Last night in the Dianne and Tad Taube Atrium Theatre, Earplay continued its 34th season, entitled Desire and Idea, with the second of its three programs, entitled Sound and Shadow. Conductor Mary Chun was able to take the night off, since none of the selections required more than four performers. All six pieces on the program were being given a premiere performance of one sort or another.
Under the circumstances, it was inevitable that the results of this programming would be mixed. Most satisfying was probably Taiwanese composer Yu-Hsin Chang’s “Frozen Sparkles,” a world premiere performance of a composition written on an Earplay commission. While neither the title nor the composer’s notes for the program book conveyed very much, the relatively brief composition was sustained by a thoroughly engaging flow of eccentric rhythmic patterns, sustained through the reverberant qualities of lower-register instruments: bass clarinet (played by Peter Josheff) and viola (Ellen Ruth Rose). The composer was apparently inspired by a particular approach to meditation, but this was imaginative writing that did not require any background knowledge for deep appreciation.
Sadly, this one composition pretty much towered over all of the other offerings on the program. Most disappointing was probably the performance of the winner of the 2018 Earplay Donald Aird Composers Competition. The composer was A. J. McCaffrey, and his winning entry was entitled “Here Come the Waterworks.” This piece also saw Rose on viola, this time accompanied at the piano by Brenda Tom.
The composer’s notes for the program book stated, “I was not interested in depicting a traumatic or tragic event, but rather the rituals and gestures that we enact in order to go through stressful or difficult emotions.” To paraphrase a remark that Igor Stravinsky once made on television, we could do with the composer declining to tell us more in favor of having the musicians play us more. Sadly, what was played seemed to have as little of substance to say as the composer did.
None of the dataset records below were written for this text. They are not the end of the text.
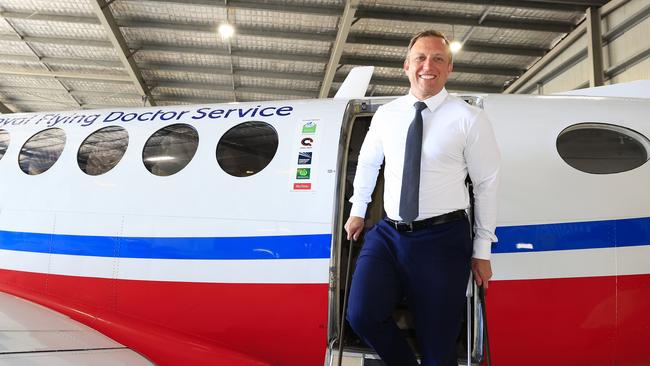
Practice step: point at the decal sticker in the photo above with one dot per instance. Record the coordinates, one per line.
(304, 158)
(303, 173)
(302, 186)
(307, 142)
(309, 128)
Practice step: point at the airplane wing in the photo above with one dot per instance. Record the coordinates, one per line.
(356, 83)
(33, 335)
(632, 89)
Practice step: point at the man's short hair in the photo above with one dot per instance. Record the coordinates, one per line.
(430, 33)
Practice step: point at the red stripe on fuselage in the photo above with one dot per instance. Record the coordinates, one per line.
(570, 321)
(180, 323)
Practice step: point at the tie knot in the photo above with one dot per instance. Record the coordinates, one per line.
(419, 106)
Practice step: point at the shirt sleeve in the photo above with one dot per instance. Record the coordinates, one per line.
(483, 164)
(370, 159)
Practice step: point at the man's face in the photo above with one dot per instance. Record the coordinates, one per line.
(428, 66)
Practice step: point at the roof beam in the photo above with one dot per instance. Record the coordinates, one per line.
(61, 60)
(75, 92)
(471, 46)
(493, 22)
(345, 23)
(594, 48)
(535, 4)
(267, 74)
(57, 40)
(228, 87)
(66, 75)
(458, 67)
(335, 10)
(49, 17)
(103, 12)
(325, 36)
(328, 10)
(403, 82)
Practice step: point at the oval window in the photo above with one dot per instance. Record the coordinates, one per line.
(601, 148)
(102, 150)
(247, 148)
(41, 151)
(4, 142)
(170, 149)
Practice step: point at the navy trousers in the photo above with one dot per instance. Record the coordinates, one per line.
(430, 267)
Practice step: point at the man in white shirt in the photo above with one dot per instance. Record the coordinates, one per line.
(426, 258)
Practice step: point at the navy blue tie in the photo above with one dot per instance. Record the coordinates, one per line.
(409, 205)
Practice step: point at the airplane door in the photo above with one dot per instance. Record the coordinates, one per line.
(557, 266)
(355, 127)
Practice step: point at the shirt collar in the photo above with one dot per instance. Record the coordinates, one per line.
(431, 102)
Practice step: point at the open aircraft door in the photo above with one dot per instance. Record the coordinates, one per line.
(355, 126)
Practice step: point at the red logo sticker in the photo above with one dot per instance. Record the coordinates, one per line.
(302, 186)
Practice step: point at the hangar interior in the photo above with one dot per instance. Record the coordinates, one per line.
(85, 54)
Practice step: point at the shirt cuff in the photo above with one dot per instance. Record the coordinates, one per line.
(358, 209)
(482, 248)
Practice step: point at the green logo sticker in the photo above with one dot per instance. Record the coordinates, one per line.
(303, 173)
(309, 127)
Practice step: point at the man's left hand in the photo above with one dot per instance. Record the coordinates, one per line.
(482, 271)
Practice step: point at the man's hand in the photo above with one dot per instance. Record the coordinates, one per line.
(482, 271)
(354, 227)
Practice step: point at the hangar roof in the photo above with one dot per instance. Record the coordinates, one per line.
(74, 54)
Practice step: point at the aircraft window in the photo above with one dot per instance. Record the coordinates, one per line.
(41, 151)
(4, 142)
(102, 150)
(601, 148)
(170, 149)
(247, 148)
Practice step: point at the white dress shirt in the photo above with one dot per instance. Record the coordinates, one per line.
(457, 139)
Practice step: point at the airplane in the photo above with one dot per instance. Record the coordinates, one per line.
(213, 234)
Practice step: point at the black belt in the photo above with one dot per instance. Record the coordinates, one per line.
(417, 225)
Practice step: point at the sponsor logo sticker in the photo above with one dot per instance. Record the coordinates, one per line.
(307, 141)
(309, 128)
(304, 158)
(303, 173)
(302, 186)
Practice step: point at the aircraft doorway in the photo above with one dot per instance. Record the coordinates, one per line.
(355, 351)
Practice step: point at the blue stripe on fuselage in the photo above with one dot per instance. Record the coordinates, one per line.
(544, 237)
(574, 235)
(259, 247)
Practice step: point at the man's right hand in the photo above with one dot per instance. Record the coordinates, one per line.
(354, 227)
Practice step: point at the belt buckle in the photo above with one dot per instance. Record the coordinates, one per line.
(408, 226)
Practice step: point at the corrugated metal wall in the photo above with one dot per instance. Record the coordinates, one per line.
(625, 29)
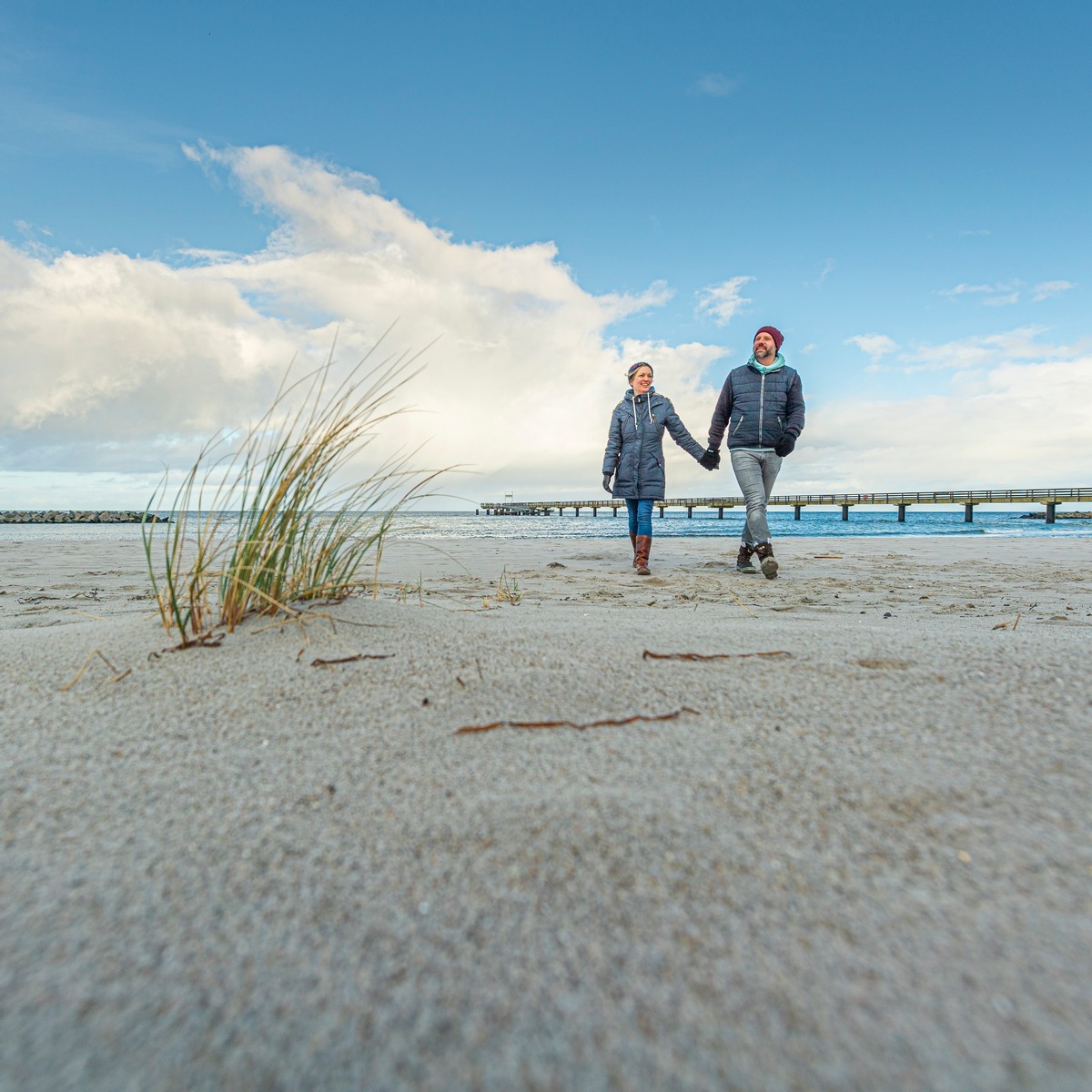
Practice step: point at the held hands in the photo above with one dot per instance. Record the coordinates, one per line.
(711, 460)
(785, 445)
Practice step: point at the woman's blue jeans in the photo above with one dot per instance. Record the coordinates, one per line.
(640, 517)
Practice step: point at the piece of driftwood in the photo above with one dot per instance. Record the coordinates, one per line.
(715, 655)
(572, 724)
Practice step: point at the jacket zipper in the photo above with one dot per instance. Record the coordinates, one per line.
(762, 409)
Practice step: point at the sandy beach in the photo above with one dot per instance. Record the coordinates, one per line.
(851, 850)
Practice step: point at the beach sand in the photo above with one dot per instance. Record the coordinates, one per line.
(861, 863)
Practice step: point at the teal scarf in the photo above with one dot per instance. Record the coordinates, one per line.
(779, 363)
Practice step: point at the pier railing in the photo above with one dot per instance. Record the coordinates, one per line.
(969, 498)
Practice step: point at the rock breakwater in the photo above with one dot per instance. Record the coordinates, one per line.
(70, 517)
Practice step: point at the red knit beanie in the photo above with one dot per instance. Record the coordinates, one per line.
(779, 338)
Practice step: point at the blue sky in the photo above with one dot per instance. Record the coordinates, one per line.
(902, 189)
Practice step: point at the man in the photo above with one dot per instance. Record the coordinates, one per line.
(762, 408)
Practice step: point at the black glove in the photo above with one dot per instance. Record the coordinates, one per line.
(785, 445)
(711, 460)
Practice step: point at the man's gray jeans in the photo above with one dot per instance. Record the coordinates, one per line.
(756, 472)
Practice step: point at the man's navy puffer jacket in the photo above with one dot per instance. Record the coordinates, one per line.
(757, 410)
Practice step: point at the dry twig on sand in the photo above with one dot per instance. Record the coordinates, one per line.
(715, 655)
(572, 724)
(91, 655)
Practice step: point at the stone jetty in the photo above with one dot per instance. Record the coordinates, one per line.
(70, 517)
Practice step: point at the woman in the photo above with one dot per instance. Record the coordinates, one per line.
(634, 456)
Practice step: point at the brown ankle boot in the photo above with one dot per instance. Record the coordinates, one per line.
(764, 551)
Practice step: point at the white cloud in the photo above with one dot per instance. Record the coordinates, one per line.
(875, 345)
(994, 295)
(1021, 344)
(1005, 295)
(999, 427)
(1047, 288)
(723, 300)
(115, 365)
(715, 85)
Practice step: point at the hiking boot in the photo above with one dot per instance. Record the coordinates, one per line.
(743, 562)
(764, 551)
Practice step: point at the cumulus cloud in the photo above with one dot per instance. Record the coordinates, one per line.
(875, 345)
(1048, 288)
(723, 300)
(714, 85)
(113, 364)
(1005, 295)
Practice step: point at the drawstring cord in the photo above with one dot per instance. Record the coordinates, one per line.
(648, 403)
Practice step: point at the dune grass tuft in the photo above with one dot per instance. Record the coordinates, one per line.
(265, 529)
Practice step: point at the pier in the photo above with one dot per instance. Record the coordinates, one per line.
(967, 498)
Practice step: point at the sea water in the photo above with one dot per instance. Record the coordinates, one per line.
(864, 521)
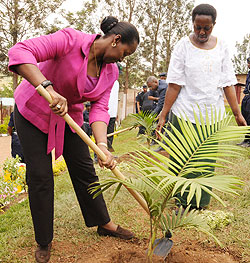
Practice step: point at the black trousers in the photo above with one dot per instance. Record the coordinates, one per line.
(245, 110)
(39, 176)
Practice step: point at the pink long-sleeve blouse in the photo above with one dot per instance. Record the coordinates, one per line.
(63, 59)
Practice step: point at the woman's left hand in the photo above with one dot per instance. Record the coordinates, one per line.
(240, 120)
(110, 162)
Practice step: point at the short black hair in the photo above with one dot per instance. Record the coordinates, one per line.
(204, 9)
(110, 25)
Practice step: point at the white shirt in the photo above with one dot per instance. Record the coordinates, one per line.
(113, 100)
(202, 75)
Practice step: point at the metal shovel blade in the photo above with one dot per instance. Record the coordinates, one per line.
(163, 246)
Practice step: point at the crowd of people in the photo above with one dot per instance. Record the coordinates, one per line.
(75, 68)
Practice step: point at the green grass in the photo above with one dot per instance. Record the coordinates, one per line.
(16, 230)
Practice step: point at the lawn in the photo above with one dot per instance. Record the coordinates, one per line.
(17, 242)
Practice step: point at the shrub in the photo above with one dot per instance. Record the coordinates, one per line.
(3, 127)
(13, 181)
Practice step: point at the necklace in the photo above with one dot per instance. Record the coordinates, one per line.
(96, 65)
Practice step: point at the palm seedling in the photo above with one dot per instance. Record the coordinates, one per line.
(160, 179)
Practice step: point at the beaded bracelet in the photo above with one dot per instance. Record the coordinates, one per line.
(103, 144)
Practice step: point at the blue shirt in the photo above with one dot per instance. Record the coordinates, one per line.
(161, 91)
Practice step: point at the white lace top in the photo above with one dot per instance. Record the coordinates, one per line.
(202, 74)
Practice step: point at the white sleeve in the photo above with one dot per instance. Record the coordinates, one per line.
(228, 77)
(113, 100)
(176, 69)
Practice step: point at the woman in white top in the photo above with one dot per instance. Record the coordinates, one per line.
(200, 72)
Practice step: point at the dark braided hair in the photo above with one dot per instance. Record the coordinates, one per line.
(129, 34)
(204, 9)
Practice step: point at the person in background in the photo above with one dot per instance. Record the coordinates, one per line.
(86, 126)
(16, 148)
(74, 67)
(245, 106)
(160, 86)
(153, 94)
(199, 74)
(139, 98)
(157, 88)
(113, 110)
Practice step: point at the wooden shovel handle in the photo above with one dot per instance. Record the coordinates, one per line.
(120, 131)
(44, 93)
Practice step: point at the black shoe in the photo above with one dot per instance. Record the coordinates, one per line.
(42, 253)
(120, 232)
(159, 149)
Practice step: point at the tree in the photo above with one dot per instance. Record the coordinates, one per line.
(20, 19)
(165, 23)
(243, 52)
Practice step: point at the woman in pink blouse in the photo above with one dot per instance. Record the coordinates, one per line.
(74, 67)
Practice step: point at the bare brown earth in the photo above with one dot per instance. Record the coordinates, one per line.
(113, 250)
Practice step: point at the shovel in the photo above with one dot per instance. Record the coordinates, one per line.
(44, 93)
(163, 245)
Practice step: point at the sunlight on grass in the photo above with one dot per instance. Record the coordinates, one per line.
(16, 230)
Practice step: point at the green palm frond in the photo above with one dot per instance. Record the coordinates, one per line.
(194, 149)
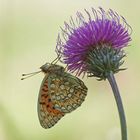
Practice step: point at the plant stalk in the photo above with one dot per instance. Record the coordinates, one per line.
(117, 96)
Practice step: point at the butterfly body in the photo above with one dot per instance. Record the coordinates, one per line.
(60, 93)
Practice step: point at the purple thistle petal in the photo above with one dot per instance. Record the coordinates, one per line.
(82, 36)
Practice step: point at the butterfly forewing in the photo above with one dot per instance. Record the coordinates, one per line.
(60, 93)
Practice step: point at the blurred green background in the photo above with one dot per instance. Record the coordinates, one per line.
(28, 32)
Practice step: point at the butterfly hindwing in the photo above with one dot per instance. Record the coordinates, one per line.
(48, 115)
(67, 92)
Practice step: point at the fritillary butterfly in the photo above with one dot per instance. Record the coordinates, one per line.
(60, 93)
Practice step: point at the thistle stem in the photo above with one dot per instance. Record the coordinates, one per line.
(117, 96)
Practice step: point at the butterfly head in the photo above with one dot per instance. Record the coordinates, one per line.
(52, 68)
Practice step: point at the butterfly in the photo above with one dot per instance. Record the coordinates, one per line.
(60, 93)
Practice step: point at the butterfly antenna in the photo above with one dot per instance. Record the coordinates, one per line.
(29, 75)
(56, 59)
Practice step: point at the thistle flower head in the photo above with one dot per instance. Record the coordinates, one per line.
(94, 45)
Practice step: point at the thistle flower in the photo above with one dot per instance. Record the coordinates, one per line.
(84, 43)
(95, 46)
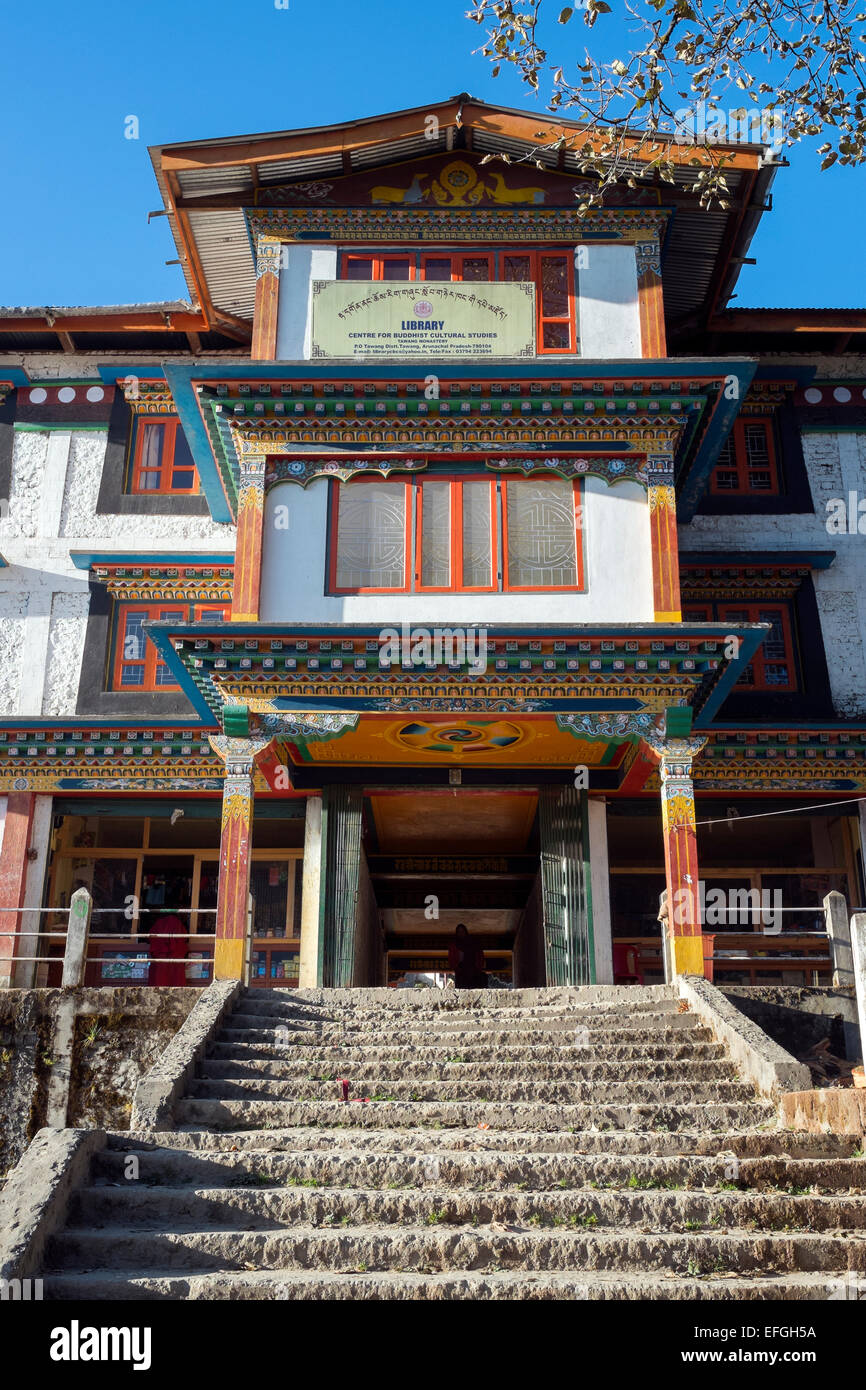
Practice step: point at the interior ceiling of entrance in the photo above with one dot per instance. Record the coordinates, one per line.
(453, 822)
(483, 922)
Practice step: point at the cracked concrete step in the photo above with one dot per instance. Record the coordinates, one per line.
(477, 1020)
(339, 1166)
(633, 1034)
(305, 1286)
(654, 1009)
(389, 1001)
(492, 1089)
(570, 1055)
(423, 1114)
(262, 1207)
(371, 1075)
(445, 1247)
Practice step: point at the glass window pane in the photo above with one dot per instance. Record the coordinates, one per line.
(553, 287)
(357, 267)
(542, 546)
(394, 268)
(476, 267)
(556, 337)
(516, 268)
(477, 535)
(134, 637)
(150, 456)
(371, 537)
(435, 534)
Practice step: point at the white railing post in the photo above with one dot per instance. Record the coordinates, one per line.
(838, 931)
(858, 944)
(78, 934)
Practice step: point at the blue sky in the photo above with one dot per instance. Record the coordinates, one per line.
(78, 193)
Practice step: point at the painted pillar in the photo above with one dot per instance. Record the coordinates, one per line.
(267, 300)
(310, 897)
(235, 843)
(651, 299)
(681, 875)
(599, 886)
(13, 877)
(662, 499)
(248, 546)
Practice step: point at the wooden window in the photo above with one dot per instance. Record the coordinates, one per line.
(136, 663)
(772, 666)
(161, 458)
(747, 460)
(541, 545)
(378, 267)
(455, 526)
(455, 534)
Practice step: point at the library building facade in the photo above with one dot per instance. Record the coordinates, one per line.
(451, 555)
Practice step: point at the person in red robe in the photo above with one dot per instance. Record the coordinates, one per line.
(466, 959)
(167, 938)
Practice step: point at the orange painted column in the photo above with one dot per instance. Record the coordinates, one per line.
(235, 843)
(248, 548)
(662, 499)
(263, 346)
(13, 877)
(681, 873)
(651, 300)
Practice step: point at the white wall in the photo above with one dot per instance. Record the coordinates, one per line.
(609, 320)
(617, 570)
(45, 601)
(302, 264)
(836, 464)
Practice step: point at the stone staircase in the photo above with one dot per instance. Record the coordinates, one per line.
(587, 1143)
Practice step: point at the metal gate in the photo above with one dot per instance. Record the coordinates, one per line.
(341, 880)
(565, 880)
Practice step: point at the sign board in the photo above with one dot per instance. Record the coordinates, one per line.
(421, 321)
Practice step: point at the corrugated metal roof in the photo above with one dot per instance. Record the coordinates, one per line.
(227, 259)
(232, 178)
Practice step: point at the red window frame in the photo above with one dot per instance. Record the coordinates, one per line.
(578, 545)
(150, 662)
(737, 464)
(378, 262)
(758, 663)
(413, 506)
(456, 535)
(417, 267)
(334, 535)
(170, 426)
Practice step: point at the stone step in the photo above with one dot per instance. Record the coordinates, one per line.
(264, 1207)
(231, 1114)
(255, 1005)
(680, 1027)
(441, 1247)
(330, 1161)
(446, 1022)
(569, 1055)
(459, 1286)
(768, 1141)
(492, 1089)
(367, 1077)
(377, 1000)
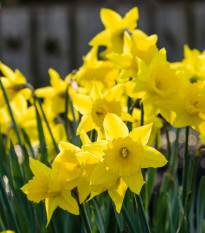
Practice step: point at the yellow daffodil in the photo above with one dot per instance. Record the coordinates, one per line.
(14, 82)
(93, 69)
(55, 94)
(123, 156)
(188, 110)
(154, 82)
(115, 26)
(136, 45)
(47, 184)
(25, 118)
(74, 163)
(193, 63)
(95, 107)
(156, 125)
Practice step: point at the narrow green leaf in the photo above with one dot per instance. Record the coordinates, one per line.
(9, 207)
(15, 168)
(27, 140)
(170, 213)
(98, 217)
(128, 220)
(47, 124)
(13, 120)
(200, 208)
(43, 148)
(142, 213)
(118, 218)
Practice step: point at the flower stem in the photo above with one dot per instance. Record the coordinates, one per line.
(85, 219)
(83, 214)
(186, 164)
(143, 218)
(168, 143)
(174, 158)
(142, 115)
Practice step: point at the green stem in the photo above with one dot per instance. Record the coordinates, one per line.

My first composition teacher, sadly now deceased, used to emphasize two cardinal sins in the efforts of his students. One was called “slimy chromaticism.” The other involved moving around with little sense of direction, a practice that he liked to call “noodling.” In “Here Come the Waterworks” it was hard to find a phrase that refrained from such noodling, while McCaffrey’s decision to work with microtones resulted in chromatics that were even slimier than my composition teacher would have imagined. These days it is relatively easy to find composers with imaginative approaches to using such microtones, but there was nothing imaginative in McCaffrey’s technique. The same could be said of the 1994 microtonal trio by German composer Carola Bauckholt, being given its United States premiere performance.
Tom also gave a solo performance of another world premiere, “Feel” by Australian composer Claire Jordan. To some extent this recalled the best-forgotten days of Third Stream Jazz, when composers that were well-versed in serial techniques thought it would be hip to jam with some of the more adventurous jazz combos. To paraphrase the joke about monorails, Third Stream was an idea of the future whose time quickly passed; but “Feel” gave the disappointing impression that, armed with new techniques such as minimalism, it was preparing to rise again.
The entire program was framed by two works by the featured composer of the season, Tristan Murail. In the opening selection, the United States premiere of “Les Ruines circulaire” (circular ruins), Murail attempted to establish a self-referential structure around a duo for clarinet (Josheff) and violin (Terrie Baune); but his verbal description emerged as far more engaging than the music he was describing. At the other end of the program, “Garrigue” came closest to conveying a sense of jamming with its quartet of bass flute (Tod Brody), viola (Julie Michael), cello (Thalia Moore), and percussion (Kevin Neuhoff). Whether the music had anything to do with the Mediterranean plant life described in the program book (with one very amusing misspelling about “flagrant plants”) was left as an exercise for the listener; but the overall effect was a bit lame in the wake of Chin’s stimulating rhythms from the preceding work on the program.